O Ministério da Defesa decidiu, na tarde desta segunda-feira, 13, acionar a Procuradoria Geral da República contra o ministro Gilmar Mendes, do Supremo Tribunal Federal.

No sábado, durante uma live realizada pela IstoÉ, o ministro afirmou que o Exército está “se associando a um genocídio” – a morte de dezenas de milhares de pessoas no Brasil, por causa da Covid-19.

A fala deixou os generais do Planalto furiosos.

O Ministério da Defesa reagiu no próprio sábado, elencando todas as atividades de combate à pandemia em que 34 mil militares estariam envolvidos. “O MD tem compromisso com a saúde e com o bem-estar de todos os brasileiros de norte ao sul do País”, disse a nota oficial.

Não foi suficiente. Depois de esbravejar um pouco pela imprensa, chamando de levianas e fora do tom as declarações de Gilmar Mendes, os militares resolveram revidar para valer, pedindo à PGR que tome as “medidas cabíveis”.

É mais uma daquelas situações, tão abundantes no Brasil atual, em que ninguém tem razão.

Genocídio é uma palavra que vem sendo desvalorizada no debate público. Aparece coloquialmente quando há morte em grandes números, mas não deveria ser assim. A palavra tem um peso histórico e jurídico que merece ser preservado.

Como sabem os judeus, os armênios, os bósnios, os tutsis e tantos outros povos, genocídio é morte com método. Resulta da intenção de exterminar um grupo inteiro de pessoas e se faz de maneira sistemática, com câmaras de gás, marchas forçadas em situações extremas ou fuzilamentos em massa.

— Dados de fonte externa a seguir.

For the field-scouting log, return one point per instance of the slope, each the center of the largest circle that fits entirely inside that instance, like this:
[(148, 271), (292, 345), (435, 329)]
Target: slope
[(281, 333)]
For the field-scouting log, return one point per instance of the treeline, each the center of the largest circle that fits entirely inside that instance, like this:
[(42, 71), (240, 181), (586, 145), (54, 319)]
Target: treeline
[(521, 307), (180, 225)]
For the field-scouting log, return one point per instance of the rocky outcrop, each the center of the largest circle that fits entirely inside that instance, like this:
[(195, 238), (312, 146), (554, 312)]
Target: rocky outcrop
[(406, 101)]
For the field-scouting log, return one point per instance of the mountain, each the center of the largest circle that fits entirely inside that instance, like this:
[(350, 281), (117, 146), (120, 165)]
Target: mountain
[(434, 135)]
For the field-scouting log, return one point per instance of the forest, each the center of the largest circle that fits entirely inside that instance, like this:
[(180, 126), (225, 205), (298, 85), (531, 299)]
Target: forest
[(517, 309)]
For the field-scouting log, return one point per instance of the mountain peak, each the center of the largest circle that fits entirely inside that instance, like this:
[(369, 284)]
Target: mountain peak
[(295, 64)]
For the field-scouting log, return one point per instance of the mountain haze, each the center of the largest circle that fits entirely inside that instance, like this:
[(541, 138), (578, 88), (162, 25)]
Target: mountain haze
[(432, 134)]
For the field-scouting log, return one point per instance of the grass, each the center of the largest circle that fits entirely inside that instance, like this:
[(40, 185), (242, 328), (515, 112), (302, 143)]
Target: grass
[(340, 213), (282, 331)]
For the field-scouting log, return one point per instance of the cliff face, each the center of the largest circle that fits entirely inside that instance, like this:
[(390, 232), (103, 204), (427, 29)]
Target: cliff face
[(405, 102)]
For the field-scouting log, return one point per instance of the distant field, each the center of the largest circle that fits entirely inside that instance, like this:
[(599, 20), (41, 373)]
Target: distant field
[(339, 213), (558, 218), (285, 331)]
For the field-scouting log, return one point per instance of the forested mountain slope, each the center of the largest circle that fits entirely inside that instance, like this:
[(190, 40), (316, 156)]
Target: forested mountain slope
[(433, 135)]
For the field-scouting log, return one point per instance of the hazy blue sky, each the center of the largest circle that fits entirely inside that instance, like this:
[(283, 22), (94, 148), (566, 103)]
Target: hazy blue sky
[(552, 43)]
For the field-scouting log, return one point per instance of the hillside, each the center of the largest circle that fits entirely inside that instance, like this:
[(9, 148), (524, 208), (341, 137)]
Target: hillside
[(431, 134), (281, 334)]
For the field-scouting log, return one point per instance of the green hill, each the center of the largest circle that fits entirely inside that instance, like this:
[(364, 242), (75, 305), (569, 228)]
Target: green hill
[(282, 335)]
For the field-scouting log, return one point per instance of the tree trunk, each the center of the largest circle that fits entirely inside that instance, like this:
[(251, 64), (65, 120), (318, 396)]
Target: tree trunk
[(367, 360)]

Obviamente, genocídio também é crime – um dos mais graves previstos na legislação brasileira e internacional.

Foi essa a deixa para os militares. Se um ministro do STF sugere de forma imprudente que as Forças Armadas estão empenhadas em cometer assassinato em escala industrial, cabe reagir. Inclusive por meio da PGR.

O Exército brasileiro não é genocida. Os generais do Planalto, que batem continência ao Capitão Cloroquina, não são genocidas. Nem mesmo o próprio Capitão Cloroquina, também conhecido como presidente Jair Bolsonaro, deve ser chamado de genocida.

O presidente Jair Bolsonaro, no entanto, é um irresponsável da pior espécie. É alguém que não se importa em dar às suas palavras de leigo a mesma força das palavras da medicina, que deveriam prevalecer em meio a uma pandemia. Alguém que por narcisismo e cálculo político prefere semear confusão em vez de fazer aquilo para que os políticos são eleitos: atenuar os males sociais em vez de deixá-los varrer o país.

Nessa irresponsabilidade, não apenas os generais do Planalto, mas o próprio Exército já está mergulhado.

Lembremos que o ministro interino da Saúde, Eduardo Pazuello, é um general da ativa. Ele levou para dentro do ministério ao menos duas dezenas de militares. Em vez de atuarem com o rigor técnico supostamente incutido em quem tem essa formação, eles se renderam gostosamente às vontades do Capitão Cloroquina.

Ainda que Pazuello passe para a reserva, como é provável que aconteça no final deste mês, o Exército não será eximido da cumplicidade com a política da doença (e não da saúde) de Bolsonaro.

Como militares, os generais do Planalto estão mostrando ser ótimos políticos. Foram hiper eficazes em conter o presidente e fazê-lo compor com o Centrão. Mas foram zero eficazes em conter o presidente e deixar que a ciência desse as cartas no Ministério da Saúde.

Todos, além disso, trabalharam juntos para produzir um estoque de cloroquina que deve durar até o fim dos tempos.

Em tempos mais sensatos, talvez a fala de Gilmar Mendes não fosse parar na Justiça. Num país em crise de nervos perene, a declaração infeliz deu ensejo a mais um round na guerra entre poderes.

Pode até ser que os militares colham uma vitória neste caso, forçando uma retratação ou algo do gênero.

Muito mais difícil, a cada dia que passa, é esconder da História a complacência do Exército com as políticas insensatas que Bolsonaro adotou e as medidas sensatas que deixou de adotar durante a pandemia.

O episódio deverá ser lembrado no futuro ao lado da tentativa de escamotear a epidemia de meningite que se abateu sobre o país em 1974, durante a ditadura militar.